For LibraryThing and the Early Review Program: I thoroughly thought I would enjoy My Nine Lives by Leon Fleisher and Anne Midgette. Instead I only tolerated it. Oh well.
Roth, Philip. “Goodbye, Columbus.” Novels and Stories. 1959 – 1962. Ed. Ross Miller. New York: The Library of America, 2005. 7 – 108.
Neil Klugman is a 23 year old man living with his self martyred aunt and uncle in Newark, New Jersey while his asthmatic parents convalesce in Arizona. “Goodbye, Columbus” is told from his point of view and could be seen as a Jewish American coming-of-age story about Neil’s summer romance with wealthy, snobbish Brenda Patimkins. It is closer to the truth to say “Goodbye, Columbus” is a commentary on class. Neil and Brenda’s socioeconomic differences create subtle tensions between the couple until they discover their relationship is built on lust rather than love. This is most apparent when Neil says, “Actually we did not have the feelings we said we had until we spoke them – at least I didn’t, to phrase them was to invent them and own them” (p 19). I have to admit it took me a while to figure out where the title of the story came from. Turns out, Brenda’s brother would listen to what Neil referred to as the “Columbus record” before bed – a recording of his Ohio State sports career. Neil could hear a moaning of the words, “Goodbye, Columbus” over and over again.

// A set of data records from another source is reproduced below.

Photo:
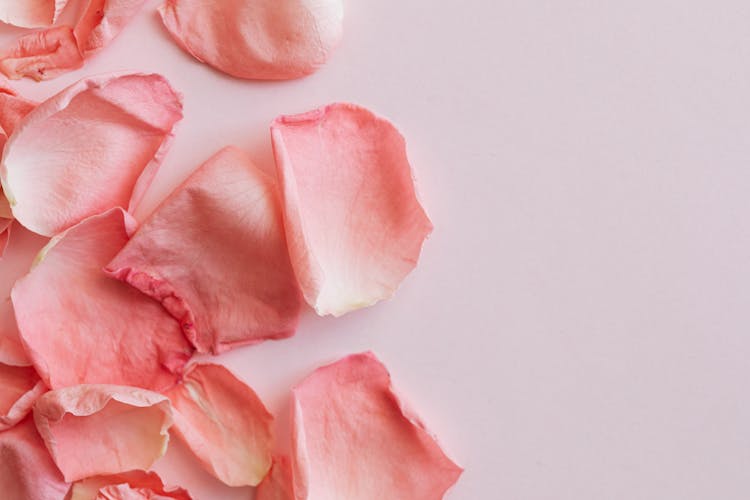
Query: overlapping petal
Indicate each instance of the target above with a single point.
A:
(257, 39)
(215, 255)
(224, 423)
(94, 146)
(354, 223)
(353, 438)
(95, 430)
(80, 326)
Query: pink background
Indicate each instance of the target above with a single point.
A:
(578, 327)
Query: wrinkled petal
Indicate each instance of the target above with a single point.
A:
(354, 224)
(92, 147)
(126, 486)
(94, 430)
(215, 255)
(26, 469)
(353, 438)
(20, 387)
(224, 423)
(257, 39)
(80, 326)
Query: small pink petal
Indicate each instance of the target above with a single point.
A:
(26, 470)
(354, 224)
(104, 330)
(215, 255)
(354, 438)
(92, 147)
(257, 39)
(224, 423)
(93, 430)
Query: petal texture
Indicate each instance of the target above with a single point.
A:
(224, 423)
(94, 146)
(354, 224)
(80, 326)
(257, 39)
(353, 438)
(93, 430)
(215, 255)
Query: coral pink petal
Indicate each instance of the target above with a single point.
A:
(354, 224)
(215, 255)
(26, 470)
(353, 438)
(104, 331)
(257, 39)
(94, 430)
(224, 423)
(92, 147)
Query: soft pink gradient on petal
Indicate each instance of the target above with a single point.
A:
(354, 438)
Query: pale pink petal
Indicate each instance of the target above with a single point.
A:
(20, 387)
(353, 438)
(42, 55)
(224, 423)
(94, 430)
(257, 39)
(91, 147)
(354, 224)
(80, 326)
(214, 254)
(26, 469)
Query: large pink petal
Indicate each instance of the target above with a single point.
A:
(224, 423)
(26, 469)
(353, 438)
(354, 223)
(94, 430)
(94, 146)
(214, 254)
(80, 326)
(257, 39)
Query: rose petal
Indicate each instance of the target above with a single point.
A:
(26, 469)
(94, 146)
(104, 330)
(214, 254)
(93, 430)
(224, 423)
(257, 39)
(354, 224)
(353, 438)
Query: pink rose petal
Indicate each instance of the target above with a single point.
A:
(224, 424)
(94, 146)
(26, 470)
(94, 430)
(354, 224)
(215, 255)
(354, 438)
(80, 326)
(257, 39)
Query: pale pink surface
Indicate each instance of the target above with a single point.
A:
(93, 430)
(105, 331)
(214, 254)
(224, 423)
(257, 39)
(354, 223)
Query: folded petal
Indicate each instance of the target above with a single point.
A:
(354, 224)
(95, 430)
(224, 423)
(80, 326)
(257, 39)
(94, 146)
(215, 255)
(26, 469)
(353, 438)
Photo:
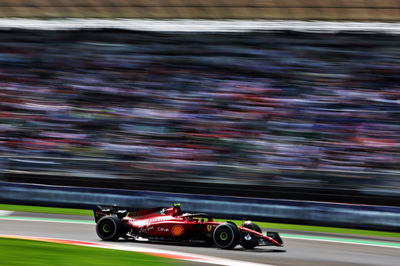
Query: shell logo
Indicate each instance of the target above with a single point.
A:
(177, 230)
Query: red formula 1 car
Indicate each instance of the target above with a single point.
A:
(170, 225)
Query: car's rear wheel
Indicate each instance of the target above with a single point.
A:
(249, 240)
(226, 236)
(109, 228)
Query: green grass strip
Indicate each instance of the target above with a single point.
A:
(51, 210)
(28, 252)
(275, 226)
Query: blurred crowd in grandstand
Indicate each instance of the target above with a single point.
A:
(281, 107)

Favorite lines: “…it was disturbing to Aunt Gladys to think that anything she served might pass through a gullet, stomach, and bowel just for the pleasure of the trip” (p 9)., and “Ther proposed toasts…Brenda smiled at them with her eyeteeth and I brought up a cheery look from some fraudulent auricle of my heart” (p 88).
Author fact: Philip Roth is so popular that in Texas there is an organization called the Philip Roth Society and it for the scholarly study and general appreciation of Roth’s work.
Book Trivia: Goodbye Columbus was made into a movie starring Richard Benjamin and Ali MacGraw. I was stunned by how many different actresses turned down the role of Brenda before Ali came along. Yet again, another movie I haven’t seen.
BookLust Twist: From More Book Lust in two different chapters. First, in the chapter called “Jersey Guys and Dolls” (p 130), then in the chapter called “You Can’t Judge a Book By Its Cover” (p 238). This last admission cracks me up because MY cover of “Goodbye, Columbus” is a photograph of Philip Roth’s face!